Toujours dans cette sphère politique participationniste, l’implication des chancelleries étrangères, notamment occidentales, n’est pas passée inaperçue. L’ambassadeur américain à Alger, Henry S. Ensher, a été le plus audacieux dans ce sens, en invitant les Algériens à voter massivement et « opérer des changements dans la société », une société qui ne serait, selon lui, pas encore prête à la démocratie. Quant au régime, il n’attendrait que la réforme pour enfin concéder un changement politique sérieux !

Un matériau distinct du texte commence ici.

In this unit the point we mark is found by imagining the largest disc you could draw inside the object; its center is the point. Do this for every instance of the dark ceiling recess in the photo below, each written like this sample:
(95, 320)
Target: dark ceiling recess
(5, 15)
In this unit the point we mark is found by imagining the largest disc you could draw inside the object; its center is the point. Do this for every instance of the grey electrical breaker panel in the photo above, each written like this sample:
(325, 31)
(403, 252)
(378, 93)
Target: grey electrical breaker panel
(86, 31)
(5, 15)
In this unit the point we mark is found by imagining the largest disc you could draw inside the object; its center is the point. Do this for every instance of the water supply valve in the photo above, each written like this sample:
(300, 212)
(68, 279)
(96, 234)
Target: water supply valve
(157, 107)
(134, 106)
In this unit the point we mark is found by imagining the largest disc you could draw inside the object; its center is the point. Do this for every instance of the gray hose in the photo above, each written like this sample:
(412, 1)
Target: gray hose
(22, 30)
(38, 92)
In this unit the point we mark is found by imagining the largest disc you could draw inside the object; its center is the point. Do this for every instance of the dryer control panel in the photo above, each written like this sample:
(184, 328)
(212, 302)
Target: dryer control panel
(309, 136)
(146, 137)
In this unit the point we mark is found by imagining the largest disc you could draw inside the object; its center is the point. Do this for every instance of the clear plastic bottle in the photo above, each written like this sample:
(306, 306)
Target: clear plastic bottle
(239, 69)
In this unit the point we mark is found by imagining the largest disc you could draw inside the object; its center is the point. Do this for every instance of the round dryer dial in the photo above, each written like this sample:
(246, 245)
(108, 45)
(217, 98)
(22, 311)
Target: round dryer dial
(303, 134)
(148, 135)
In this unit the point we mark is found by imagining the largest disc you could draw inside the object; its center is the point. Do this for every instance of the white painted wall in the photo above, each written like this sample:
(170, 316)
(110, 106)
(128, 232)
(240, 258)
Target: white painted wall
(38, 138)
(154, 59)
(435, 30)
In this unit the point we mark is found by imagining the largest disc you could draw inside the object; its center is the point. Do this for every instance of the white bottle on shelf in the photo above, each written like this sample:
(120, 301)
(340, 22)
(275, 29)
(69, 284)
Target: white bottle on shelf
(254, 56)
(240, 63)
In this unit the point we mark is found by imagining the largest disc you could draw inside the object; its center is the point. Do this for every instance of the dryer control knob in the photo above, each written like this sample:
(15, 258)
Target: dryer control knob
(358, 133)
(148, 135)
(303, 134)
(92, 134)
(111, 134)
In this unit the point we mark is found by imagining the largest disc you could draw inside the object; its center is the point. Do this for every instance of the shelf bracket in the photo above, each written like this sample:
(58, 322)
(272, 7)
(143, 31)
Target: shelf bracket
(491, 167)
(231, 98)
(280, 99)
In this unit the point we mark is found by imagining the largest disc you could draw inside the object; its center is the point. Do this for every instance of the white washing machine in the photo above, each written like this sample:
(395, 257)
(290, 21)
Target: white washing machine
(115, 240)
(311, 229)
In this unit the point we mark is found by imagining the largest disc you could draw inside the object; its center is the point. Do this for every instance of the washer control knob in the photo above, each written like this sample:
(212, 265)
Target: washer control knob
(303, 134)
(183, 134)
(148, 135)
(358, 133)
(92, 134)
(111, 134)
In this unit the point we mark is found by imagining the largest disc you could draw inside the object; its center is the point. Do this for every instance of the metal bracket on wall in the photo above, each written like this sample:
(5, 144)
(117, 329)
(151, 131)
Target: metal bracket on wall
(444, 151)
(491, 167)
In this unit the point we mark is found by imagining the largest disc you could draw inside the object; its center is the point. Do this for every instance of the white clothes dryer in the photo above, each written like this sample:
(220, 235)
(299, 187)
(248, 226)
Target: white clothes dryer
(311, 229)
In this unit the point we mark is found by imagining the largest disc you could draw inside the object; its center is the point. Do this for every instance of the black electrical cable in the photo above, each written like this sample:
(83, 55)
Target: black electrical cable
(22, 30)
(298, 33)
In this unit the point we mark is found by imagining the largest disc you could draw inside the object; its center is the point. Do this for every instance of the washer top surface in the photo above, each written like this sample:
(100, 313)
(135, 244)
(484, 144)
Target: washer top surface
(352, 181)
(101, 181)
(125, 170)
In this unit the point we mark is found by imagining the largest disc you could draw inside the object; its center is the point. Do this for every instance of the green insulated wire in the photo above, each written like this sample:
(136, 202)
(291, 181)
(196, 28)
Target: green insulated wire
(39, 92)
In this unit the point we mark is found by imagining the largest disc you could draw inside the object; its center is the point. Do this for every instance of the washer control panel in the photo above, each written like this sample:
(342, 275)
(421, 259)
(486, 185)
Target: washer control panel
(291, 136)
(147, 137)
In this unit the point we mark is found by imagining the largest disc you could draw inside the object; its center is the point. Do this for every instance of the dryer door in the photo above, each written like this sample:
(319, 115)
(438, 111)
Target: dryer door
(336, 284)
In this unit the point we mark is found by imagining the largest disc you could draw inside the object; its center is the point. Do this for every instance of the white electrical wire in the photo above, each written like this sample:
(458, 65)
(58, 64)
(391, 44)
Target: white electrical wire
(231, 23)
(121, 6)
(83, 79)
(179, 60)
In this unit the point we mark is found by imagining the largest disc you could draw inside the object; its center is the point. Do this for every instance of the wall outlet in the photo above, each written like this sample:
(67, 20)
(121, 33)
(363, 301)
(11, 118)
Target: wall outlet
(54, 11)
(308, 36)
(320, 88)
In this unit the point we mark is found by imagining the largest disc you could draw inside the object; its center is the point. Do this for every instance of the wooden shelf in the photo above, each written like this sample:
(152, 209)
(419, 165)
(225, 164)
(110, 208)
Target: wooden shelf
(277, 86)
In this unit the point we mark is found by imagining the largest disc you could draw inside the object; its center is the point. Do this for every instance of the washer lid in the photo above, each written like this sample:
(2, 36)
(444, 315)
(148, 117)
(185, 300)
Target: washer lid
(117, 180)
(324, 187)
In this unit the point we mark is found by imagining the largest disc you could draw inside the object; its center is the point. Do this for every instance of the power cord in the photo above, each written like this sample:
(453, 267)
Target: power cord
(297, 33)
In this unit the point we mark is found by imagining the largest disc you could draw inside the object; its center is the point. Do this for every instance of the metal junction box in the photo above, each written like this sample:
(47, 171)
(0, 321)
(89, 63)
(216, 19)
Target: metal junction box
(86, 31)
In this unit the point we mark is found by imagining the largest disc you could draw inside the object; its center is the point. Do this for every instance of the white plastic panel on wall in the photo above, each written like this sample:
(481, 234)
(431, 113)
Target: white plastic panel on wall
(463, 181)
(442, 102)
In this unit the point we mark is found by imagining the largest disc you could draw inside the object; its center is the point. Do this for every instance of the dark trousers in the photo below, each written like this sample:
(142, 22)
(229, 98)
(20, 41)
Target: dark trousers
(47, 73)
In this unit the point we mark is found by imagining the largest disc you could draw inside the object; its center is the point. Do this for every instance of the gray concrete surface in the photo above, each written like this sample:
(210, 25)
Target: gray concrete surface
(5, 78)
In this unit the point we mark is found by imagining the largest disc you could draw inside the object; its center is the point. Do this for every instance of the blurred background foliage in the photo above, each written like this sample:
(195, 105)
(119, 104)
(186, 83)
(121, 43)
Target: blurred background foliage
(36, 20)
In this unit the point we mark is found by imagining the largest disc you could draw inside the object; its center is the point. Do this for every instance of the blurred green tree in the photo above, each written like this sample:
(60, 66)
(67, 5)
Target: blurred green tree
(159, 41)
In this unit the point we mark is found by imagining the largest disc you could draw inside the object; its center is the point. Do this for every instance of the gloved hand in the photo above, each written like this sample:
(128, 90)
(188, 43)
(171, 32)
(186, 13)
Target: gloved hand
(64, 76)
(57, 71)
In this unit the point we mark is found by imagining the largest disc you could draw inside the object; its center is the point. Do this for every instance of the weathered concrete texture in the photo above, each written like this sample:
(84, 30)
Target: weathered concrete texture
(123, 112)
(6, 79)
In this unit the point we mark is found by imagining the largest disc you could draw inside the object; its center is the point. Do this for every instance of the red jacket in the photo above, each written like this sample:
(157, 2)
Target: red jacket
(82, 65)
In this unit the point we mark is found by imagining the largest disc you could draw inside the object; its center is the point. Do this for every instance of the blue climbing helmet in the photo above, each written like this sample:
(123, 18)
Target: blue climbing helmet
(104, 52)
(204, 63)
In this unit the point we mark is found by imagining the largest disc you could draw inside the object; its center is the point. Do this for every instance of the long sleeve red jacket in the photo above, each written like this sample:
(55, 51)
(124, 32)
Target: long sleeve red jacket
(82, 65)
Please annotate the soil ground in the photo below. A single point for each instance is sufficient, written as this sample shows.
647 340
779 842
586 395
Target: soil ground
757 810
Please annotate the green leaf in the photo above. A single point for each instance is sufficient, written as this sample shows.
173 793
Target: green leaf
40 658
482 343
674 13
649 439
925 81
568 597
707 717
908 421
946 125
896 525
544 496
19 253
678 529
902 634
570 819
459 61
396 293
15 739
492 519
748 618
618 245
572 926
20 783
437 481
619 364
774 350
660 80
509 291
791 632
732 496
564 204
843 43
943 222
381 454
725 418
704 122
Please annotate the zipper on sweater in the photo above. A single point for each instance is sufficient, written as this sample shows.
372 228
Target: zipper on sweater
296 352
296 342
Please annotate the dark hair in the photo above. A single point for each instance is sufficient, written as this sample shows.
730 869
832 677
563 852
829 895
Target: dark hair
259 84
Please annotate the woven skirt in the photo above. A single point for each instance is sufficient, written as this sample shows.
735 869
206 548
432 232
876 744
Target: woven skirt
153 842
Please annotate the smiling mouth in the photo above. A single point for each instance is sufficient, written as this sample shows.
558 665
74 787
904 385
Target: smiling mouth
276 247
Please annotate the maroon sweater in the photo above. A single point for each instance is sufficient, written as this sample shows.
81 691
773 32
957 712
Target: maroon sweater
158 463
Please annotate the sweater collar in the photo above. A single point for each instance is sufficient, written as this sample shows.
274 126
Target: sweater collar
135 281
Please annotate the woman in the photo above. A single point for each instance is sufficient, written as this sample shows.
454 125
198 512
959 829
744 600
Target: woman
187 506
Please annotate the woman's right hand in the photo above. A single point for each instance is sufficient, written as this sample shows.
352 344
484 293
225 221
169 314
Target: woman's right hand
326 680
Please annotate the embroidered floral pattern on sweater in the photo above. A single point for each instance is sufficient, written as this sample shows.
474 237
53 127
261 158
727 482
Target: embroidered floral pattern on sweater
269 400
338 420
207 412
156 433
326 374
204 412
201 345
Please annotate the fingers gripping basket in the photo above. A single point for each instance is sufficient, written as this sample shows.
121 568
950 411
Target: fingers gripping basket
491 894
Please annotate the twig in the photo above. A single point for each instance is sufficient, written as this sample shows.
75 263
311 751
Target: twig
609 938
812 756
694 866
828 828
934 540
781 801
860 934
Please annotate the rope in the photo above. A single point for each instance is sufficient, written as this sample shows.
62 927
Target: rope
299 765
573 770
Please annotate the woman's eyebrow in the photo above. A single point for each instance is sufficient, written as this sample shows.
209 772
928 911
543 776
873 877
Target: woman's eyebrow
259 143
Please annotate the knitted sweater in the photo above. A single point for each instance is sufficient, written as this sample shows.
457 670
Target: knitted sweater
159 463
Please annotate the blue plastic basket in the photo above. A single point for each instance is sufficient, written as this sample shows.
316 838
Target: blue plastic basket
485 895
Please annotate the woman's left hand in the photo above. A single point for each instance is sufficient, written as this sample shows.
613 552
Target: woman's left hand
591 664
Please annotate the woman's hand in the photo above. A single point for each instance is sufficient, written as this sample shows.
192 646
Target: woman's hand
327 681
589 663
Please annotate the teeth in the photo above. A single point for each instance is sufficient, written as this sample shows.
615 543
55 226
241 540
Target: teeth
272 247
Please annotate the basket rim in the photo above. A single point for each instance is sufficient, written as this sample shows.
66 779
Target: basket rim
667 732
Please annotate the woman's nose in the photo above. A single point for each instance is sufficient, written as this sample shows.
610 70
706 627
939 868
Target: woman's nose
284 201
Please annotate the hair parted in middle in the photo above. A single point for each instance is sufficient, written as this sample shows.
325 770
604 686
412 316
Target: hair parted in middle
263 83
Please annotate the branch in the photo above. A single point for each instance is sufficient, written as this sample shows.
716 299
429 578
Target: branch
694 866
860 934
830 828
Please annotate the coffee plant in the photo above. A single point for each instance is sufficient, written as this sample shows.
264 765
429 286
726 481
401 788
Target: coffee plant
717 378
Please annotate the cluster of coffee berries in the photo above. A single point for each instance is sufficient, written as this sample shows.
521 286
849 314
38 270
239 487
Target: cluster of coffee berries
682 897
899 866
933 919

Idem pour l’Union Européenne qui a concédé à travers les visites de ses missions parlementaires, un crédit presque surprenant, aux promesses du régime algérien de réformer la vie politique. Bruxelles a dépêché sur place une équipe insignifiante d’observateurs, incapables de quadriller les bureaux de vote de la capitale, pour surveiller et accréditer un lamentable spectacle électoral dans un pays considéré comme le plus vaste du continent africain !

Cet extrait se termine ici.